Bei Ladeinfrastrukturprojekten im öffentlichen oder öffentlich zugänglichen Raum ist das Thema der Genehmigungsverfahren mit einem sehr hohen Aufwand verbunden. Hier sind neben dem Netzanschluss auch oftmals baurechtliche Bestimmungen sehr zeitintensiv. Gerade hier hoffen wir auf die Vorhaben der Regierung hinsichtlich des Bürokratieabbaus und der Beschleunigung von Genehmigungsverfahren durch Digitalisierung.
4. Auf welche Lösungen sollten Ihrer Meinung nach Unternehmen setzen,
die Ladeinfrastruktur anbieten und realisieren möchten?
Marco Albrecht: Wir haben bei unseren Kunden und auch in unserem Unternehmen festgestellt, dass ein Unternehmen ökologisch und auch ökonomisch mit Batterie-Elektrofahrzeugen (BEV) wesentlich besser fährt, im wahrsten Sinne des Wortes. Die Punkte Nachhaltigkeit (ESG) und EU-Taxonomie werden in den nächsten Jahren große Herausforderungen an den Firmenfuhrpark stellen. Hier kann man mit einem adäquaten Angebot an Alternativen stark punkten. Wir versuchen beispielsweise unseren Mitarbeitenden Alternativen, wie etwa ÖPNV-Tickets, Bike-Leasing oder BEV aus unserem Pool, zum individuellen Dienstwagen zu bieten. Wenn Mitarbeitende einen Dienstwagen benötigen, dann muss dieser rein batterieelektrisch sein und in der Firma oder zu Hause geladen werden können. Das ist für ein Unternehmen am effizientesten und günstigsten. Arbeitnehmende, die daheim eine Lademöglichkeit haben, starten jeden Morgen mit einem vollgeladenen Elektrofahrzeug in den Arbeitstag. Daher ist bei allen Beratungen das Thema charge@home eine wichtige Grundlage.
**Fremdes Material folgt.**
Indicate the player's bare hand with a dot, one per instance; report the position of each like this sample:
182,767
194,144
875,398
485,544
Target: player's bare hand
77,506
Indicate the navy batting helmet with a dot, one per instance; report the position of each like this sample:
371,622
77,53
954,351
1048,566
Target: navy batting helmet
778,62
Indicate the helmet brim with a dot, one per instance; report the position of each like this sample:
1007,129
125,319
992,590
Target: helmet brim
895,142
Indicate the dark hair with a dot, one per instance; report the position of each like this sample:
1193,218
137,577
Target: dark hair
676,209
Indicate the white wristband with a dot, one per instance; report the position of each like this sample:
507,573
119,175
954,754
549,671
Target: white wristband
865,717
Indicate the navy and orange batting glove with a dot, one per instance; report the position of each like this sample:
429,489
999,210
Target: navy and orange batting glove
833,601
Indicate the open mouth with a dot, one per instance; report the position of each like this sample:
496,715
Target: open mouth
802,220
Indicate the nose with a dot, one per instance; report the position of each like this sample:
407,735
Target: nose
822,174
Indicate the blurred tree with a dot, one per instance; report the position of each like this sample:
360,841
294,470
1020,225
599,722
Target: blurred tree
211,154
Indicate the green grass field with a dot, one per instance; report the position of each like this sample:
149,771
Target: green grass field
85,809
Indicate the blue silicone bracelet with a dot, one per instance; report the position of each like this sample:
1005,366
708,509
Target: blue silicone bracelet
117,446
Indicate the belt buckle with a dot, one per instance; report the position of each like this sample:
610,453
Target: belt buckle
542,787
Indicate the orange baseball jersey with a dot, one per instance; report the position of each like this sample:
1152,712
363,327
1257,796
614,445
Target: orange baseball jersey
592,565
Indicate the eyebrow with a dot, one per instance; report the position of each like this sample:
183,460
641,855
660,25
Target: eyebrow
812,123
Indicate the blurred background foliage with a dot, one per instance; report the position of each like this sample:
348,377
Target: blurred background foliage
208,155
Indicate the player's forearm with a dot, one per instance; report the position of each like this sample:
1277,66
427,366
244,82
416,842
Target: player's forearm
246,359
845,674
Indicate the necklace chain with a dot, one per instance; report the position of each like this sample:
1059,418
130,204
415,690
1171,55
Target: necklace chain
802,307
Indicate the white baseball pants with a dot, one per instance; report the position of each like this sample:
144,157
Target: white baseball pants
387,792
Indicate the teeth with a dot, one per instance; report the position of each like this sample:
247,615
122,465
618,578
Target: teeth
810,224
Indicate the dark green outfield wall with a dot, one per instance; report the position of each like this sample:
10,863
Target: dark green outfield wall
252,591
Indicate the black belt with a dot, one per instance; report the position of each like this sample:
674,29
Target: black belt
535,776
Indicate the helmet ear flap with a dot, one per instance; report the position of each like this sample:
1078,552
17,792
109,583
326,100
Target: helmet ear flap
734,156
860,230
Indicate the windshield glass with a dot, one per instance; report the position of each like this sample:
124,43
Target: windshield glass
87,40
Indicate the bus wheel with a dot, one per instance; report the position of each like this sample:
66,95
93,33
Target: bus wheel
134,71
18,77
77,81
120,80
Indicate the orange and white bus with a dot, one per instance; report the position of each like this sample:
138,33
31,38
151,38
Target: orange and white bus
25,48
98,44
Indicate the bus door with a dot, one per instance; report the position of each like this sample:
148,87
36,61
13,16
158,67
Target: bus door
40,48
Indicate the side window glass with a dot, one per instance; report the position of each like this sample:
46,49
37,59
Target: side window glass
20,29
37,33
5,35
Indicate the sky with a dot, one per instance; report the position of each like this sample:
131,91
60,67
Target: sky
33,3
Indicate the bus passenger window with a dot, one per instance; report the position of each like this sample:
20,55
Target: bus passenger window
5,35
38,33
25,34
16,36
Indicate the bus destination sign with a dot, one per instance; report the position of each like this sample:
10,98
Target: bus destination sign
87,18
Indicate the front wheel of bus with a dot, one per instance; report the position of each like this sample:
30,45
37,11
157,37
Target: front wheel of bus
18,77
5. Wohin entwickelt sich der Markt und welche technologischen Trends erwartet die Branche?
Marco Albrecht: Ganz klar wird es kein Immobilienprojekt ohne die Integration von Ladeinfrastruktur mehr geben. Auch wird keine kommunale Entwicklung oder Quartiersentwicklung ohne ein Elektromobilitätskonzept auskommen. Rein technologisch können wir seriös nur acht bis zehn Jahre in die Zukunft schauen. Hier empfehlen wir auf Ladehardware zu setzen, die standardisierte Schnittstellen, wie ModBus besitzt, aber auch auf weitere Protokolle, wie z. B. EEBus upgedatet werden können. Aus Komfortgründen ist ein angeschlagenes Kabel und ISO 15118 mit „Plug´n´charge“ sehr wertvoll. Auch auf die weiteren Möglichkeiten durch die ISO 15118-20, so z. B. bidirektionales Laden und auch präzisere Möglichkeiten des Lastmanagements, sollte man achten. DC-Wallboxen mit Ladeleistungen zwischen 25 und 60 kW sind eine sehr gute Möglichkeit auch die mittleren Standzeiten gut zu bedienen. Hier ist es immer sehr wichtig die Nutzung und die Nutzenden zu kennen bzw. zu analysieren. Neue Möglichkeiten, wie Vehicle2Home oder Vehicle2Grid werden hier einen wichtigen Beitrag für das dezentrale und überwiegend aus Erneuerbaren Energien gespeiste Energienetz der Zukunft leisten.